Scholars apply "clan cleansing" to these episodes because they involved deliberate othering along clan lines, organized perpetration (state or militia), and goals of expulsion or elimination to achieve clan homogeneity or clan dominance in a territory. Kapteijns' analysis highlights how the 1991 phase marked a shift to more communal forms, with hate-narratives playing a central role in priming and triggering participation, equating entire clan constructs with political enemies regardless of individual actions.

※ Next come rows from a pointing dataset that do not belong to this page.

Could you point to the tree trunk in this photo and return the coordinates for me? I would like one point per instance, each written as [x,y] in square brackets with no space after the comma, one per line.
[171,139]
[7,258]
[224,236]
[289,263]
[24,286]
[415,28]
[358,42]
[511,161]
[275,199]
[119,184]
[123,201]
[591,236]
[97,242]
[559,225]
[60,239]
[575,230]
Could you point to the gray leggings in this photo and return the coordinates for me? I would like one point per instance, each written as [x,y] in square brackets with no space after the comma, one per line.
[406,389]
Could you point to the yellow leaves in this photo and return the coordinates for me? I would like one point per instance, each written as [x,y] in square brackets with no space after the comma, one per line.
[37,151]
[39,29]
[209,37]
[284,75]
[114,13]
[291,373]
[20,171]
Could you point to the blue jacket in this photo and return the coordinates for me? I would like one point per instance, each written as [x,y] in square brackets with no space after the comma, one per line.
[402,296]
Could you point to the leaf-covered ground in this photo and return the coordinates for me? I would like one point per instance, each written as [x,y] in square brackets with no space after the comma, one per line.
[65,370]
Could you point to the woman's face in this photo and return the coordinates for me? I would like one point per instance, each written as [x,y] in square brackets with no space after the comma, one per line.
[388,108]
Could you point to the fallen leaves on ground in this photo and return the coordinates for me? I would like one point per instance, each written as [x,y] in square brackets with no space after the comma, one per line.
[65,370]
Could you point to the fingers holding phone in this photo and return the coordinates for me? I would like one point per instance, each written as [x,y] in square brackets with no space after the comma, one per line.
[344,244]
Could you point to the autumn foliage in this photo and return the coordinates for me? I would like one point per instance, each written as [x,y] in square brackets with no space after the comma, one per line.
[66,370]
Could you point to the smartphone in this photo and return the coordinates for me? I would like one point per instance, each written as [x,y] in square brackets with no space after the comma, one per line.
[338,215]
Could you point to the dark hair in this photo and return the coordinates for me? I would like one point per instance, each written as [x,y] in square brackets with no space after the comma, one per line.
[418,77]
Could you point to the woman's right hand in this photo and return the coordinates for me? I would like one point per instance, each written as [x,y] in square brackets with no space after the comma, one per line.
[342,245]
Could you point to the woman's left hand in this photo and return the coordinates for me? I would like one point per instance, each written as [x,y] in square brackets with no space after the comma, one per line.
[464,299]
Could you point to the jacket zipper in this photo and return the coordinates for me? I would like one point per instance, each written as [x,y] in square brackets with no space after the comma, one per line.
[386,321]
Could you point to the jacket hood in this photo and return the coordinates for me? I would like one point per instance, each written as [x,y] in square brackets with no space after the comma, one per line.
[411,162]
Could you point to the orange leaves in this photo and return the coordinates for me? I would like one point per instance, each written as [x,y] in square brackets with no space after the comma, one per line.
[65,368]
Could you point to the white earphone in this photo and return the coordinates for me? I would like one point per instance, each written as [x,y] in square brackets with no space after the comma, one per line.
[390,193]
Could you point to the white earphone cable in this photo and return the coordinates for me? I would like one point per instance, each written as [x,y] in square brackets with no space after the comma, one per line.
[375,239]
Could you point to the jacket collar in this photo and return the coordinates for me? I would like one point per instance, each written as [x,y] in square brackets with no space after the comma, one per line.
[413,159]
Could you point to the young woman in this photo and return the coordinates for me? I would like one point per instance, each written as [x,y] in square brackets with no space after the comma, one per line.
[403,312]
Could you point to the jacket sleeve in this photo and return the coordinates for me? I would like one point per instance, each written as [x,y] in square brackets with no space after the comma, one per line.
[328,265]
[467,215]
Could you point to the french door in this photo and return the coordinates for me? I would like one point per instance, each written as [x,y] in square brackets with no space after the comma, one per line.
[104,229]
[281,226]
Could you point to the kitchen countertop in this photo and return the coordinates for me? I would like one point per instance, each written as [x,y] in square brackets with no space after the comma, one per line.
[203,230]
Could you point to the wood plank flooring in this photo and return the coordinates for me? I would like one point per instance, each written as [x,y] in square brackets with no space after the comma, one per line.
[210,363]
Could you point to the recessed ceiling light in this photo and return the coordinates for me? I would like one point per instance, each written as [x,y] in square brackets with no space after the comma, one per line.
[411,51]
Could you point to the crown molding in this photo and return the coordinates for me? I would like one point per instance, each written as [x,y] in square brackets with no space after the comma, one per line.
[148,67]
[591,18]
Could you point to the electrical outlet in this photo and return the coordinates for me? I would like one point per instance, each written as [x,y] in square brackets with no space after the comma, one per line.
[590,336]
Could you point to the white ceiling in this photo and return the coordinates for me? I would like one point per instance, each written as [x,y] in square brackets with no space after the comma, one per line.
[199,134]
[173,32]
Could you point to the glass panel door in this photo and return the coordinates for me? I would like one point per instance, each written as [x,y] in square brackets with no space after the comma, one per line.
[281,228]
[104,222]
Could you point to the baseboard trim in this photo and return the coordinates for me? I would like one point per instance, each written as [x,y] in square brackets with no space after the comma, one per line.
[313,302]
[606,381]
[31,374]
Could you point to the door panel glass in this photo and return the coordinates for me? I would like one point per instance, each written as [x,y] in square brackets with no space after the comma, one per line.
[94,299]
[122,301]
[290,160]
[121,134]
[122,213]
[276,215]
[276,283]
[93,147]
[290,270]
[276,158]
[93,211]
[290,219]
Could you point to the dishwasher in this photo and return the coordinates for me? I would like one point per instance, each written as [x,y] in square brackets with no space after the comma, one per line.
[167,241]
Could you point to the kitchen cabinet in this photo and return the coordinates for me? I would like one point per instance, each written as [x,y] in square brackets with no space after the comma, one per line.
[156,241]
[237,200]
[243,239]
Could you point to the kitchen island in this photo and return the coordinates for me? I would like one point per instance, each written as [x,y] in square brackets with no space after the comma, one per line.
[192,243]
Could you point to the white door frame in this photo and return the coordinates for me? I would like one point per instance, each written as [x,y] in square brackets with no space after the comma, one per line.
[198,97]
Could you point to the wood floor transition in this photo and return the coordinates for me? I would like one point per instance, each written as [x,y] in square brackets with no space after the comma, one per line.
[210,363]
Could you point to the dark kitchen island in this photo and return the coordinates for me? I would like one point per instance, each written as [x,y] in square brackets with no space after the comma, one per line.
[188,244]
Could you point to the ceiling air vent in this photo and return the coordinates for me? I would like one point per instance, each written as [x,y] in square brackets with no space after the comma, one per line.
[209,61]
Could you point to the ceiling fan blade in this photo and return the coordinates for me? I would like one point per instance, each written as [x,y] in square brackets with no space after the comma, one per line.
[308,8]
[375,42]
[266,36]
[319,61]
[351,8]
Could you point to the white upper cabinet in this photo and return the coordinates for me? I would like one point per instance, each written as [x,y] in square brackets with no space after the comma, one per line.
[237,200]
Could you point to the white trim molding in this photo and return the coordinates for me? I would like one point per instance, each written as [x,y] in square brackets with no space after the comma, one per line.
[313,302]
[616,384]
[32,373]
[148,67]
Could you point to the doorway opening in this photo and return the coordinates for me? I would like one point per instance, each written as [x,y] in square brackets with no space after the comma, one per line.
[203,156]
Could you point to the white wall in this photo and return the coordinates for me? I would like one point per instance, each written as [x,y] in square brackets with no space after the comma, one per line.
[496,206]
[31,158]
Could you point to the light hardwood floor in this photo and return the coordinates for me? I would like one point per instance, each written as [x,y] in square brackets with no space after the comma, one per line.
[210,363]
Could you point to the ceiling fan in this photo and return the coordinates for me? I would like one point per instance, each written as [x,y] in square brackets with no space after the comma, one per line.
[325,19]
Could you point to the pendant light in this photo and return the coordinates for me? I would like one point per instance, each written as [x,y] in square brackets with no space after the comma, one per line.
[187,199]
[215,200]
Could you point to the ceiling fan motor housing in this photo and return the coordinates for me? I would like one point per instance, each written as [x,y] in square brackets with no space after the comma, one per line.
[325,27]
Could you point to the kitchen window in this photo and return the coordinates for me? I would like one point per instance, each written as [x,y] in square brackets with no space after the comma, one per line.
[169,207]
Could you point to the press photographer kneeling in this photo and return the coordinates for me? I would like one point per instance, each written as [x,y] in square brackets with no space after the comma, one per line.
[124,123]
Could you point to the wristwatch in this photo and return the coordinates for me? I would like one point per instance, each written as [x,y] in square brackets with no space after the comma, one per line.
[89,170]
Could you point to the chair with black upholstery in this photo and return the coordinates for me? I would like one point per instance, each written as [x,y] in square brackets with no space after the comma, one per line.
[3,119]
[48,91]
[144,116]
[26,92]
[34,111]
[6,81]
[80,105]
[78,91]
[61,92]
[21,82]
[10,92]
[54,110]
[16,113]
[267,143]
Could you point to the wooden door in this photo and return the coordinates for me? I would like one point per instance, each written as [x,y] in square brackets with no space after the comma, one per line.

Debates exist over terminology: Some (especially for the Isaaq case) prefer "genocide" due to scale, intent, and UN investigation findings. Others use "ethnic cleansing" or "clan cleansing" interchangeably for the clan-based nature. Kapteijns distinguishes the 1991 communal character while still employing "clan cleansing." The book and the term have been controversial among some Somali scholars and commentators, who have criticized aspects of the analysis for methodology, sourcing, or perceived bias, reflecting the highly contested historiography of these events.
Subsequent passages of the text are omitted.